41 Still they stood there in disbelief, filled with joy and wonder. Then he asked them, “Do you have anything here to eat?”
I’m sitting in my Fight or Fight muscle shirt, sweating to the Thailand heat, rocking out to Mumford and Sons on my stereo – thinking about walking with God, and why it can sometimes feel so hard. Why all the striving?
I used to blog. Twice actually. So, for those of you who enjoy my musing, then you’ll be pleased to know that I’m going to try again. But for those of you who think this is might just be another failed attempt at having a successful blog, then to you, I hope you’re right. This will be the no-striving blog.
When I used to have the Wandering Leader blog I tried to make it perfect. I read Michael Hyatt’s book “Platform” to get myself set up and heading in the right direction. While in and of itself, it’s a great book, it isn’t for where I’m at, or where God wants me to be. Emphasis on the me. Maybe it’s where you need to be, and if so, check it out.

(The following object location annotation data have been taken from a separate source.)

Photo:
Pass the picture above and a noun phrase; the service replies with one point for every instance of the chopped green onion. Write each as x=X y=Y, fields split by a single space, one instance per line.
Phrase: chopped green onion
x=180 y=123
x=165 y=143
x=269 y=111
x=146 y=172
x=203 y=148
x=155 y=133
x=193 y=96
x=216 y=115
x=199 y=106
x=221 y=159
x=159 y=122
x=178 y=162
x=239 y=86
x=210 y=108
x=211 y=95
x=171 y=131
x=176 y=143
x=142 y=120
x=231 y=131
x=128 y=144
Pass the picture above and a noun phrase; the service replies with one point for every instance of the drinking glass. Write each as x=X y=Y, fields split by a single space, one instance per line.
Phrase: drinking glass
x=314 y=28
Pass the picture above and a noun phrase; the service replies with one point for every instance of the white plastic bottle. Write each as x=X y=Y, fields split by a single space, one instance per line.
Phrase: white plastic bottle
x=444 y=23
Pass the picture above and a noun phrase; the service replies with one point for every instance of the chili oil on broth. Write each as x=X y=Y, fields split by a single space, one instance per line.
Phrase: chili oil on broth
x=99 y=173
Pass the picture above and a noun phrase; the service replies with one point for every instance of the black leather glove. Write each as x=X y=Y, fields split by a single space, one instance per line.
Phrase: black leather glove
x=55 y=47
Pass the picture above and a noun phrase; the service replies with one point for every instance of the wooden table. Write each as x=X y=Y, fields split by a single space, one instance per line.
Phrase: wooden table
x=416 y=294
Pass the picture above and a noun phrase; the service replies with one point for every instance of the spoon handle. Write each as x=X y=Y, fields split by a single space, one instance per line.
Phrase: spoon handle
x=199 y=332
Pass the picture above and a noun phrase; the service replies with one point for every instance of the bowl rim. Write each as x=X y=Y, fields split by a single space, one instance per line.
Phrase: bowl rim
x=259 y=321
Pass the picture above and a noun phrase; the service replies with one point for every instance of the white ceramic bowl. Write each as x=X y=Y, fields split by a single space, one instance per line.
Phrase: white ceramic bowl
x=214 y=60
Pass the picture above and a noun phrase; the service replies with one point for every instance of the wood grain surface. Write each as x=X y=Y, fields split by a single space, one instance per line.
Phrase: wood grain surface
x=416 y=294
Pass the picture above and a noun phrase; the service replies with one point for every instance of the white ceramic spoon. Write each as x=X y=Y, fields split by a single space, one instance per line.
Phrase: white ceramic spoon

I tried to follow everything Michael taught about blogging and having a “presence” on the web. I tried to post regularly, I tried to build my blog posts with a catchy title, a interesting opening, two or three simple main points, an application, and then a consistent sign off. I tried to keep my blog posts all within 350-500 words, never going over the 500 word mark – heaven forbid I waste someone’s valuable time. I tweeted about my blog posts, and then went and found tweets with similar tags or hashtags and then liked and followed those people – which usually leads to a like and follow back. My “platform” grew, my twitter following grew, and my stress and displeasure of writing blog posts also grew.
What’s with all the striving, son?
The number of times the Father gently whispers these words to me. What’s with all the striving? I so often run around like a madman trying to live a Christian life, and sometimes I’m way too busy doing cool things for Jesus, to even remember to talk to him or hang out with him.
I remember a time last year where I sat down to write in my journal – a discipline that is so precious to me, that I don’t do nearly often enough. I was journalling my way through some heavy stuff when suddenly I was jolted back to reality when a friend of mine plopped himself down in the chair across the table from me at the coffee shop. As I entered into his story, I was dragged out of my journalling, my heart work, and slowly dragged into chaos. My day – correction, my whole week – was hijacked from that moment. It turned into a constant running around, it went from one fire to another, trying to put them out – it was running on fumes for the remainder of that week. Finally on Sunday I found some time to break away and return to my journal.
I sat down with Jesus – a cappuccino on the table in front of me – and I started to “vent” in my journal about how my week had disappeared, how I had all these things I wanted to “work through” with Jesus, and a (literal) list of “heart-work” that I needed to accomplish. I did my venting and listing and then asked Jesus what he thinks and – in typical Jesus fashion – he says back to me, “mmm, that cappuccino smells so good.”
Don’t you just love how disrupting he can be? I am in this frantic pace, and come to him with this list of things we need to fix, heal, restore, cast out, etc. and when I finally pause for a minute to ask him his thoughts on all this he just says my cappuccino smells good. Ha!
I love the verse at the top of this post – Luke 24:41. Jesus has been arrest, tried, killed, buried, and now has risen from the grave. He is sitting with his disciples and they are standing there with so many questions, so much to say, so much to do, and Jesus leans back and says, “got anything to eat?”
As Jesus disrupts my life with his casual comment about the cappuccino I realize he’s saying to me that I should stop worrying about the laundry list of things we need to work through and just enjoy being here. Together. Like Mary and Martha fighting over dinner prep, and Mary chose to just sit with Jesus for a while. And as I sit with these thoughts, I just sense Jesus is saying to me, “wow Cowboy, slow down. Just sit with me a while first.”
So I do. I release the list. I release the expectations to “do it right”, I even release the pressure and expectation to be a good Christian. To be a good missionary. I just want to choose to sit with Jesus for a while.
What’s with all the striving?
So, as I start to blog again, I do it with a new heart and a new attitude. I will not strive. I will not limit my thoughts or words. Some posts may be short, while others may be longer than WordPress will let me say. I will not post consistently. I will not tag my posts, or categorize them. I will just be. You may enjoy it, you may not. It’s not actually about you. It’s about me, sitting in my Fight or Fight shirt, rocking out to Mumford and Sons, wondering about walking with God, and why it feels so hard sometimes.
Jesus, I release it all to you. The blog, the website, the writing, all of this. I just want to enjoy doing something fun with you. I just want to be with you. I consecrate this blog and website to you. Show me where I still strive in my life. Show me where I am still trying to attain sanctification on my own strength and ability – apart from your grace. I love you Jesus, come sit with me a while. Amen.